Nicholas Stickle M.S. final exam and defense
Tuesday, June 26, 2012, 10:30 AM
Mechanical Engineering Conference Room

Nicholas Stickle will present his M.S. final exam and defense at 10:30 a.m., Tuesday, June 26, in the Mechanical Engineering Conference Room.

Title: "Modeling and Microcomputer Based Control of a DC Motor for an Instructional Laboratory"

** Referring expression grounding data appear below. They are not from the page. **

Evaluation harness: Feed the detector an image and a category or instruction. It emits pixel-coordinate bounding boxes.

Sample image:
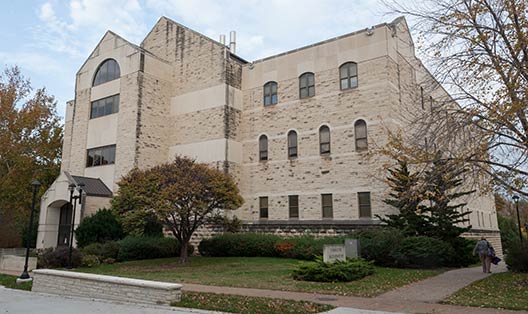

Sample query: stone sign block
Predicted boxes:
[345,239,361,258]
[323,244,346,263]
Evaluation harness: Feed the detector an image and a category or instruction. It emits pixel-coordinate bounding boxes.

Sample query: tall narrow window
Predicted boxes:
[264,82,278,106]
[319,125,330,155]
[86,145,115,167]
[288,131,297,159]
[420,86,425,110]
[339,62,358,90]
[259,196,268,219]
[92,59,121,86]
[321,194,334,218]
[358,192,372,218]
[354,120,368,151]
[288,195,299,218]
[259,135,268,160]
[299,72,315,99]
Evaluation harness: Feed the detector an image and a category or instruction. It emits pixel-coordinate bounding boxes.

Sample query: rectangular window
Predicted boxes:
[90,95,119,119]
[259,196,268,219]
[288,195,299,218]
[358,192,372,218]
[321,194,334,218]
[86,145,115,168]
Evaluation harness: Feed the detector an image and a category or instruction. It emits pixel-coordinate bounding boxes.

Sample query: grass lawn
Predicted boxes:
[0,274,31,291]
[76,256,443,297]
[172,291,334,314]
[443,272,528,310]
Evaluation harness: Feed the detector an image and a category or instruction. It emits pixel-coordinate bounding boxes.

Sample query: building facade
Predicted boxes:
[38,17,500,253]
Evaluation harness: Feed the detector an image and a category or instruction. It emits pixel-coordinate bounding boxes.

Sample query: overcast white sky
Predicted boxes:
[0,0,394,115]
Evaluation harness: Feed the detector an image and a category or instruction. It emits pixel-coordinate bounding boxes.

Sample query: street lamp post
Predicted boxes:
[513,195,522,244]
[67,183,84,269]
[17,181,40,282]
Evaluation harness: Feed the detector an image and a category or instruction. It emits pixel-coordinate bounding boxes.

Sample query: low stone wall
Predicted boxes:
[0,255,37,272]
[32,269,182,304]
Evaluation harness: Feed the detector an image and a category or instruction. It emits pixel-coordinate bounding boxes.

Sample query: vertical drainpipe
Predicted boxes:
[223,45,231,174]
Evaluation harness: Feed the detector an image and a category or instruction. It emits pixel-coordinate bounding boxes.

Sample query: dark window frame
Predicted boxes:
[339,61,359,90]
[286,130,299,159]
[92,59,121,87]
[354,119,368,152]
[263,81,279,107]
[85,144,116,168]
[319,125,332,155]
[321,193,334,219]
[90,94,120,119]
[299,72,315,99]
[357,192,372,218]
[258,134,268,161]
[288,195,299,219]
[259,196,269,219]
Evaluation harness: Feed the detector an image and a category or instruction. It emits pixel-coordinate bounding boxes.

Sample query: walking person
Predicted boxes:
[473,237,495,273]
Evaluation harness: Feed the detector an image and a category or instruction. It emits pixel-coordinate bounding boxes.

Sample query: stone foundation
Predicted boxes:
[32,269,182,305]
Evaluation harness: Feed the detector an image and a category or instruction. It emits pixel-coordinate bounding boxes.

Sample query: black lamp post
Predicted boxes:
[17,181,40,281]
[67,183,84,269]
[513,195,522,244]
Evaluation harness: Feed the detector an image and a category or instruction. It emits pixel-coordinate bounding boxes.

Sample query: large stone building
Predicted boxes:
[38,17,499,253]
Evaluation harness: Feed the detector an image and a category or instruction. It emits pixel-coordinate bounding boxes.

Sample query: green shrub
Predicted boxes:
[355,228,404,266]
[117,236,194,261]
[37,246,83,268]
[392,236,455,268]
[100,241,120,259]
[81,255,101,267]
[292,257,374,282]
[198,233,281,257]
[506,241,528,273]
[81,242,103,256]
[75,209,123,248]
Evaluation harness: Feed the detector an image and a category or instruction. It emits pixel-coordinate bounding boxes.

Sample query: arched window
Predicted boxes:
[339,62,357,90]
[288,130,297,158]
[92,59,121,86]
[319,125,330,155]
[264,82,279,106]
[259,135,268,160]
[299,72,315,99]
[354,120,368,151]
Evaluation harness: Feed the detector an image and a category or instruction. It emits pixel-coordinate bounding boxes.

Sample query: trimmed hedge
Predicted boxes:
[292,256,374,282]
[117,236,194,261]
[198,233,345,260]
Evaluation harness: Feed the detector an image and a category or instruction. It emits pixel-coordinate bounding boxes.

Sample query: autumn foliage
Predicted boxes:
[112,157,243,263]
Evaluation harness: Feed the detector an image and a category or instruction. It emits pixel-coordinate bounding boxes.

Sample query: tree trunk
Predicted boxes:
[180,240,189,264]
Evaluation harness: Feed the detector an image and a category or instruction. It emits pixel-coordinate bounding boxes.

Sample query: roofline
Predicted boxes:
[250,16,405,64]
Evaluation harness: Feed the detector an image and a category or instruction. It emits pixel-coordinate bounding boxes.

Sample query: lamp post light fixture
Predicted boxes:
[66,182,84,269]
[513,195,523,244]
[17,181,40,283]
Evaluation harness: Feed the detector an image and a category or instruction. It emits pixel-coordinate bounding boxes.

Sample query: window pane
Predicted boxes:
[349,63,357,76]
[288,195,299,218]
[350,76,357,88]
[308,74,315,86]
[341,79,348,89]
[271,94,278,105]
[358,192,372,218]
[259,196,268,218]
[301,88,308,98]
[308,86,315,97]
[339,65,348,79]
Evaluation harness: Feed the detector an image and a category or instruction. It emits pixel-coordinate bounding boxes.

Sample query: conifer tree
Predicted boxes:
[377,160,431,236]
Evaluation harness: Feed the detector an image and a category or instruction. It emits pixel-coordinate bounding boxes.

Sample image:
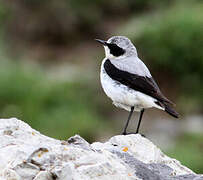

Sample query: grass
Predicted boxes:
[166,134,203,174]
[0,61,108,141]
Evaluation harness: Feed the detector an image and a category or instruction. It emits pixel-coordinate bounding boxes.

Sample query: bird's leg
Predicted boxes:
[136,109,144,134]
[122,106,134,135]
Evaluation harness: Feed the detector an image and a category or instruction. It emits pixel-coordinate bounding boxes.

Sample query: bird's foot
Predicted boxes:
[122,132,146,137]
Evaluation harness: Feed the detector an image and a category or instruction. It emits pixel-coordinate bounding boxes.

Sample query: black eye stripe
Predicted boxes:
[107,43,125,57]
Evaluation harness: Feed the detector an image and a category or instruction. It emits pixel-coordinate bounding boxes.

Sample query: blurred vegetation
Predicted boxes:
[0,0,203,173]
[167,134,203,174]
[122,2,203,111]
[0,61,108,141]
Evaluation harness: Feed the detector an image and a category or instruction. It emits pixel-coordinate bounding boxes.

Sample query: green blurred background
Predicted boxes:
[0,0,203,173]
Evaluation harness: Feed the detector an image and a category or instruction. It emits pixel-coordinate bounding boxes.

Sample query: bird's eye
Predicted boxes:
[107,43,125,57]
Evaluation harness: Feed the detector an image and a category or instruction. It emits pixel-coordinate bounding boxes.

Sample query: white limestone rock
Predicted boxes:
[0,118,203,180]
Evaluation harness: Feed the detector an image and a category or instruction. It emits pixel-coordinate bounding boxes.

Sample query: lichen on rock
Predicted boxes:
[0,118,203,180]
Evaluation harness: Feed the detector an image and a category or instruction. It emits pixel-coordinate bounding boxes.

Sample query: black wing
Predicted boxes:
[104,59,173,104]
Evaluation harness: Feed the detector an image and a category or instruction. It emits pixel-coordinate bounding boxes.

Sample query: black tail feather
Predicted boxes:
[164,104,179,118]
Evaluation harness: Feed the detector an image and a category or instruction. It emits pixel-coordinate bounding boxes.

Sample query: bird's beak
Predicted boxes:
[95,39,107,46]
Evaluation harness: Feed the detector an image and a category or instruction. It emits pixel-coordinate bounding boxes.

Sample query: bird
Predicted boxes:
[95,36,179,135]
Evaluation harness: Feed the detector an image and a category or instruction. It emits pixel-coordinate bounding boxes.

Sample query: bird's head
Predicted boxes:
[95,36,137,59]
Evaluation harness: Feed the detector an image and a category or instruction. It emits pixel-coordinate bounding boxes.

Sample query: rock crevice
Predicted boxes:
[0,118,203,180]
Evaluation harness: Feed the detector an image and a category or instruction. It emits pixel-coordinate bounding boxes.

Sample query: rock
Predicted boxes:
[0,118,203,180]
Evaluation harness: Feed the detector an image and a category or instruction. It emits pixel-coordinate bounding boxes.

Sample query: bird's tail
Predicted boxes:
[164,103,179,118]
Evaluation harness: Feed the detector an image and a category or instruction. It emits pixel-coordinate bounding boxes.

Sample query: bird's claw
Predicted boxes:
[122,132,146,137]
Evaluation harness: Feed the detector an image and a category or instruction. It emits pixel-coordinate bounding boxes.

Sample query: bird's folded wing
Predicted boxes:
[104,60,173,104]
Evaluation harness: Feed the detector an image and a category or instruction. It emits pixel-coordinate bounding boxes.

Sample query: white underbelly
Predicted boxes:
[100,59,162,111]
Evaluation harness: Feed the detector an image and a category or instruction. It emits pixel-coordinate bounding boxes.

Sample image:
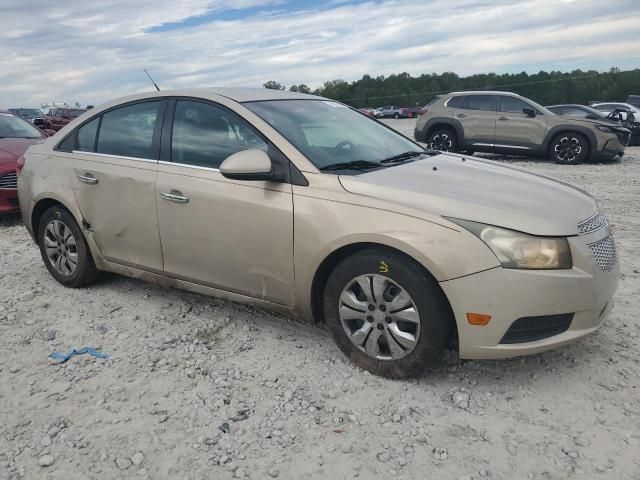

Advisor: David Alciatore, Ph.D. 

Committee: Peter Young, Ph.D., Wade Troxell, Ph.D.

Abstract

The intent of this technical paper is to model and design a microcomputer based controller for a DC motor with off the shelf, inexpensive components, with the intent to design an instructional laboratory. This laboratory experience extends the microcontroller material currently taught in the mechatronics course (MECH307) providing an introduction to control theory. Likewise, this experience could be used in the controls course (MECH417) to help the students relate control theory to the practical tools learned in the mechatronics course. The secondary purpose of this paper is to create a case study that could be used in the next edition of the textbook “Introduction to Mechatronics and Measurement Systems” by David G. Alciatore and Michael B. Histand to allow other universities using the book to offer a similar experience to their students. Using the equations of motion for a DC motor, the transfer function of the motor can be derived allowing a motor model to be built in Simulink. Using built in Simulink software, a controller is built for a linearized motor model. A gear reduced motor contains much nonlinearity including friction and saturation limits of the system. These linear and nonlinear models can be compared, and an understanding of the effects of linearizing a system can be presented. Experimental methods were performed to determine motor parameters, comparing them to the theoretical values provided by the manufacturer. This allowed for an end assessment that affects the overall system and controller. It was found that the difference in parameters from the actual and theoretical was significant. When the closed loop system is linearized and a controller is built around the linearized system, saturations were prevalent, which caused components to run on their limits, decreasing their effectiveness and lifespan. Therefore, the controller variables were adjusted to reduce the effect of saturation. Using the experimental parameters and controller model, PICBasic code for a PIC microcontroller PID control loop was generated and a circuit was designed and built. Using sections of this code and the equations of motion for the motor, a laboratory exercise was created to aid in increasing the microcontroller material currently found in the mechatronics course.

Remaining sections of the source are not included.